In general, there are a few ways to highlight derivative of the function, like $\frac{d}{dx}, \; f'(x), \; \frac{\partial}{\partial x}, \; f'_x$ etc.
However, the question touches another context. For example, let a polynomial function $f(x)$ be explicitly defined as follows
$$f(x) = x^n, \quad x\in N, \; n\in N$$
This way it is normal to use ordinary derivative operator, since there is only 1 argument in function $f(x)$,
$$\frac{d}{dx} f(x).$$
However, assume that there is no explicit definition of function $f$, and it is necessary just to denote derivative of polynomial $x^n$ over $x$, which of above is correct way to do it:
$$\frac{\partial}{\partial x} x^n$$
Or
$$\frac{d}{dx} x^n, \quad n = const ?$$
Or maybe another thing ?
It is quite unusual that when you write $$x^n,$$ $n$ be silently a function of $x$ or other variables.

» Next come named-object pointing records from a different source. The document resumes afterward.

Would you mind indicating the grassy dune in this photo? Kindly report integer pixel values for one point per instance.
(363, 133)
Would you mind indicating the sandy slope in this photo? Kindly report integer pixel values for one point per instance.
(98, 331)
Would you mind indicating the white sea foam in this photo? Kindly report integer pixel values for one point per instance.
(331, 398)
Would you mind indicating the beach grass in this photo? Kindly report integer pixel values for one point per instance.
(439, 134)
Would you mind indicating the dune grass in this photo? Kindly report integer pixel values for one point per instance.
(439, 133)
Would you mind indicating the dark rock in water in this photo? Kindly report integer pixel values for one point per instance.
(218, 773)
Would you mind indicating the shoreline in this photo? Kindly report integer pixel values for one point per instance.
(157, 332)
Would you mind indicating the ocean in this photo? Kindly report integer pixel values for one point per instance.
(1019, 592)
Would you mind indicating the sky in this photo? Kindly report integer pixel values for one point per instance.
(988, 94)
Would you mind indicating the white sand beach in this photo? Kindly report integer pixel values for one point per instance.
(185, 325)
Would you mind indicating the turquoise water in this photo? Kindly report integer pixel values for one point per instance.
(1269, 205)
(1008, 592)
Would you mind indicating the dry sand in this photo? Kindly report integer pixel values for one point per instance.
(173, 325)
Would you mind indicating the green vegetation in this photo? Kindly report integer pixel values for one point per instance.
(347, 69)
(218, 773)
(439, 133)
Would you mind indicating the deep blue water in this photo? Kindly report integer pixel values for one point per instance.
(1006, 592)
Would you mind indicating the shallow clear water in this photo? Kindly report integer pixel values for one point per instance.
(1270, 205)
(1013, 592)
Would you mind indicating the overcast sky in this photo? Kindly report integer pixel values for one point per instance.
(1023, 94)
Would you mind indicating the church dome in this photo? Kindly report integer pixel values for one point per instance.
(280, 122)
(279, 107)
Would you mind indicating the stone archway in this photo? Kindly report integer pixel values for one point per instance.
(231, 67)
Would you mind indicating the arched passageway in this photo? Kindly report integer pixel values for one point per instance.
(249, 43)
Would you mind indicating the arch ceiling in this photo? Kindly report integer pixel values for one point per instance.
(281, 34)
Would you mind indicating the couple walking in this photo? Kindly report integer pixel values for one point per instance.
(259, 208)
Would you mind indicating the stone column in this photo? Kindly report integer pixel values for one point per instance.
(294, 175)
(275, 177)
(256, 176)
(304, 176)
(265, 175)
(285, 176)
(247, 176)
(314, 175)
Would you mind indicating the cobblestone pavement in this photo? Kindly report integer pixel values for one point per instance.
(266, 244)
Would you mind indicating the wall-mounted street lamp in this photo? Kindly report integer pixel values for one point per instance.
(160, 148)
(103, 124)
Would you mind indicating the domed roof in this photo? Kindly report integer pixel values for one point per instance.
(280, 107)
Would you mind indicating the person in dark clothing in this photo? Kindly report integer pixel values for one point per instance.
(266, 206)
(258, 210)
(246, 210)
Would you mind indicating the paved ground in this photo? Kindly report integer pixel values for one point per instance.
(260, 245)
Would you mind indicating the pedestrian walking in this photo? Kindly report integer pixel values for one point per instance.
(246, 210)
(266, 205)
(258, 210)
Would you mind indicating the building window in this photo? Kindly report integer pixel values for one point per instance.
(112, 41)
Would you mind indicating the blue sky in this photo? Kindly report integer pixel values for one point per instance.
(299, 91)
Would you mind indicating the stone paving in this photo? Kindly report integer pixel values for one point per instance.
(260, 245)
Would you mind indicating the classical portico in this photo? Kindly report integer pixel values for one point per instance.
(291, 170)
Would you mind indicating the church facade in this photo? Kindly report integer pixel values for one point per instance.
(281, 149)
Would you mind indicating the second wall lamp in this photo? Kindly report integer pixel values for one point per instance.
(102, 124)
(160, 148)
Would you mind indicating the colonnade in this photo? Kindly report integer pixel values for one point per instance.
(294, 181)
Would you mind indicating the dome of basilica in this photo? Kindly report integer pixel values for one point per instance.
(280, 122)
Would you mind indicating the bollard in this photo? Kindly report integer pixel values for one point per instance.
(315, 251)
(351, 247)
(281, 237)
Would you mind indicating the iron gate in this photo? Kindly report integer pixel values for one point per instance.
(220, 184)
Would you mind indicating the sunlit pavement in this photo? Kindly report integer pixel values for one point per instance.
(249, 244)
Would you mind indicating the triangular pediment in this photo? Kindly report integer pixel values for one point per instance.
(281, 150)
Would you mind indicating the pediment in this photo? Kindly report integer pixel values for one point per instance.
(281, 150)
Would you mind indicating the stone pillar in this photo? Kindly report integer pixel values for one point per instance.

Either you should state it or write
$$x^{n(x,y)}.$$
So in normal times
$$\frac{d}{dx}x^n$$ is unambiguous and partials would be confusing, while if $n$ is not independent of $x$,
$$\frac d{dx}x^n$$ and $$\frac\partial{\partial x}x^n$$
denote two different things.
In fact, you don't have to say that $n$ is constant; you have to warn when it is not.